The other major cities that signed the agreement are Accra, Cape Town,  Durban, Dar es Salaam, Dakar, Addis Ababa and Tshwane.

What is the Paris Agreement?

The aim of the Paris Agreement on Climate Change is to tighten the global response to climate change by establishing an international network of government bodies - all dedicated to lowering emissions. The agreement was developed with a flexible framework to allow individual countries develop their own climate strategies.

As a means of enforcement, the world’s worst polluters will be financially accountable for their chemical contribution to climate change. The more the pollution, the higher the cost. The rate is set at $150 per tonne of carbon emission. The idea here is to place a penalty so that more cities will take the agreement seriously.

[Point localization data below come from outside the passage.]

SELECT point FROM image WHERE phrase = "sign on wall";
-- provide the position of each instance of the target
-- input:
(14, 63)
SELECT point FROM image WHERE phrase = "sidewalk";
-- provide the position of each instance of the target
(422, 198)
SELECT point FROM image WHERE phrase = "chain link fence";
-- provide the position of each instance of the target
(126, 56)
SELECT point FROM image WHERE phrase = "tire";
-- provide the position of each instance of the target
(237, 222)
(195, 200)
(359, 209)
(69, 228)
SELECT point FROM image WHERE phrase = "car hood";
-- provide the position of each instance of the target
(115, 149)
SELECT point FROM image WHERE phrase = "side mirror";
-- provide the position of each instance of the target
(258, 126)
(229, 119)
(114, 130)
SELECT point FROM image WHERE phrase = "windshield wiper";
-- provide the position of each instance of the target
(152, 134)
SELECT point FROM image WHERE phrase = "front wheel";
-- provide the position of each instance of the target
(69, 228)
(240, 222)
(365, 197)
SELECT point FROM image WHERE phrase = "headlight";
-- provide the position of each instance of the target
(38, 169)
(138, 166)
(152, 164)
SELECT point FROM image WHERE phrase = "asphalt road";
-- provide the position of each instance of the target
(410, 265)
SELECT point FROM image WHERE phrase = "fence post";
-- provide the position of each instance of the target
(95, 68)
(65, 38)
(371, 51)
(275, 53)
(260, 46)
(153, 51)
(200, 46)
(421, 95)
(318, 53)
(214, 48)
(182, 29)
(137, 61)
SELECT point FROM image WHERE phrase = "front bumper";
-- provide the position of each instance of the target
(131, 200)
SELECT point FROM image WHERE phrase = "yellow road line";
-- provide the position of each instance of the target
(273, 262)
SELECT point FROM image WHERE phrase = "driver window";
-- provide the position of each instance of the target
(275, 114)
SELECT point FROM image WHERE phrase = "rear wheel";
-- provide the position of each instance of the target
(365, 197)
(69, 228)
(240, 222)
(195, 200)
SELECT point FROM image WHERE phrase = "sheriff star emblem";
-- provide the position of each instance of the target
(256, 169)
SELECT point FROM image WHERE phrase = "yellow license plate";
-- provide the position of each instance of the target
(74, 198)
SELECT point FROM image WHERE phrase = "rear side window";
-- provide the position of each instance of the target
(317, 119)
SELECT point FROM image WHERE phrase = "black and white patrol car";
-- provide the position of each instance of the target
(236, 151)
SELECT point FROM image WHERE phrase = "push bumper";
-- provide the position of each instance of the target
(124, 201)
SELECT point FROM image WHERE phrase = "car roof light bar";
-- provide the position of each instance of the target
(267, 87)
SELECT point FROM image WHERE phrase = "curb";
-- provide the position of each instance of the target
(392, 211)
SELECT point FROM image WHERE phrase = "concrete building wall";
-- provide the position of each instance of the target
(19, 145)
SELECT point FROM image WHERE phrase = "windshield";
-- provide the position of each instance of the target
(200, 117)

In September 2016, President Muhammadu Buhari signed the Paris Agreement on Climate Change. The agreement committed Nigeria to actively work towards reducing gas emissions unconditionally by 20% and conditionally by 45% in line with Nigeria’s nationally determined contributions.

Putting in Work

“We cannot ignore the implications of what will befall us if we don’t act now” - Mohammed Ajei, Mayor of Accra, on the need to address pollution.

According to a report by the World Bank, the city in Africa with the lowest climate changing emission is Johannesburg, and there is a lot of work to be done in reducing pollution across the continent.  Achieving the aim of the agreement will require a lot, particularly for Nigeria.

Lagos, for example, battles heavy air pollution from vehicles during its famous traffic jams. Its population of 21 million also produces a large volume of waste, contributing immensely to climate change. Waste decomposition is one of the largest sources of methane emissions in the World, as these emissions can be 20 times more dangerous than carbon dioxide emissions.

Nigeria also houses Onitsha, which has been labelled the most polluted city according to the World Health Organisation, with some of the worst air pollutions. Port Harcourt, at the moment, is battling a dangerous soot powered by many years of air and water pollution.

In a country that cannot generate electricity to power all its cities, residents and businesses are forced to turn to polluting diesel generators to create power.

All of these issues highlight the need for Nigeria to work to reduce emissions from things like buildings, transport, energy production and waste management.


What can Nigeria do?


At the moment there is no public framework on how Nigeria intends to achieve its side of the deal. One option would be to transition to lower emissions that are less polluting to the environment.

“Each sector – like agriculture, power, transport – has its own strategies to encourage cleaner energy rather than use of fossil fuels. But these solutions are capital intensive. For instance, it is cheaper for international oil companies (IOCs) to flare (natural) gas than recycling it because there is no extensive infrastructure and it is hard to find a market for people to buy flared gas,” - Ikenna Ofoegbu, Heinrich Boll.

This transition will need to be subsidised somehow by the government because it is an expensive move to make.

It will also require drastic changes in the lifestyle of Nigerians as well as the mode of operation in many industrial organisations in the country. The most important factor is significant political will from the relevant stakeholders to steer policies geared towards achieving its emission goals.

Looking towards the future, it is clear that this decision needs a lot of planning. Now that climate change is at a new crossroad, it is important to match it with cleaner energy.